Train to Failure or Not | CNS & Hypertrophy Results

Weight Training to Failure

Advanced Proper Fitness Fundamentals & Researched-Proven Studies






We are bombarded with so many training ideas and clichés, it becomes difficult for the average trainee to sort the truth from the myth. One important concept in bodybuilding today is the technique of training to failure. When you look at top bodybuilders and elite Olympic weightlifters and power lifters-as well as many football players and track and field athletes-you can see superior muscular development. Bodybuilders traditionally perform multiple sets and commonly train to failure.

The other groups rarely, if ever, train to failure, yet they have good size, strength and power as well. In discussing the pros and cons of training to failure, I refer you to an article that appeared in the June '96 of Strength and Conditioning Journal titled 'Training to Muscular Failure: Is It Necessary?" It was written by Mike Stone, Ph.D., and three of his colleagues. Mike Stone is considered by many to be the country's leading anaerobic physiologist, and I've cited his work in previous installments of this column.

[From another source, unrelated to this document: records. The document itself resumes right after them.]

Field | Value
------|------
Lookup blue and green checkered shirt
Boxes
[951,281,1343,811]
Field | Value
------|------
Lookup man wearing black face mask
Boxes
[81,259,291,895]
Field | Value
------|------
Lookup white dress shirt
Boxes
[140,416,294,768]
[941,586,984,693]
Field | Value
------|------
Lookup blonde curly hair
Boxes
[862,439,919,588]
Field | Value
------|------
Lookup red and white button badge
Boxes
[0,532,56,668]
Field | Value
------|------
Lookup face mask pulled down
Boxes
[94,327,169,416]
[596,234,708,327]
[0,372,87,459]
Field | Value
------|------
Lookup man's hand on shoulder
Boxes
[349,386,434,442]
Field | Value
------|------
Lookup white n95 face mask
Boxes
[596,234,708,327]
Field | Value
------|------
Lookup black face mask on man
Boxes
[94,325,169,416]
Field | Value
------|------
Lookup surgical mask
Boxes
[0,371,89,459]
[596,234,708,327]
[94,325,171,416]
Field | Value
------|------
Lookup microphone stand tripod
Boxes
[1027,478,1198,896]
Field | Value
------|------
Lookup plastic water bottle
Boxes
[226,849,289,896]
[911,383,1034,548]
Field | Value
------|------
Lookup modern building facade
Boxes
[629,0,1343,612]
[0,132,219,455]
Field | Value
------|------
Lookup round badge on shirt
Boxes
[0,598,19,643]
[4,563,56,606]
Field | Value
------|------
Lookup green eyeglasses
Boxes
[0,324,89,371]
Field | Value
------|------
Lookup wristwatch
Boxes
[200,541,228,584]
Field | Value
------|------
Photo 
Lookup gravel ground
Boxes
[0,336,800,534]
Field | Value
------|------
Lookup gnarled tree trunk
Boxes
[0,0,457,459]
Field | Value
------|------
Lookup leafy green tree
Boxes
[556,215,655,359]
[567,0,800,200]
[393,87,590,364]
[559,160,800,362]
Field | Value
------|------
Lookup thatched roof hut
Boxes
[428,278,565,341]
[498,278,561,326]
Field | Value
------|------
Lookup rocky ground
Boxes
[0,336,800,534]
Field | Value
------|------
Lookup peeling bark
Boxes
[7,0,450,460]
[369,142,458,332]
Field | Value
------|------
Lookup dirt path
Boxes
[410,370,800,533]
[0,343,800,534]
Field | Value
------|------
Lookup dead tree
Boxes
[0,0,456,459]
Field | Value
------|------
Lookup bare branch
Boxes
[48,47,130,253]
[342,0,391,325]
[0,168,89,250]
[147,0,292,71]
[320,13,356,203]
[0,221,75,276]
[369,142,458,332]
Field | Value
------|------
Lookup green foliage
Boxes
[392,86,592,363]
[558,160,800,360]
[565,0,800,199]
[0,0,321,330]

Surprisingly, there's little research to support the concept of training to failure. You'd never know that based on the number of articles in the bodybuilding magazines that encourage the practice. Many supporters of training to failure believe that as fatigue occurs, more muscle fibers and groups of muscle fibers, which are known as motor units, are recruited. Forced reps and negatives are also supposed to enhance the fatigue state.

Previously, we discussed the severe muscle injuries that can occur due to negative training. If fatigue is the critical point of training to failure, then training to fatigue with light weight should produce greater results in strength. That, however, is not the case. Heavier training does increase the recruitment of muscle fibers and units as well as muscle size.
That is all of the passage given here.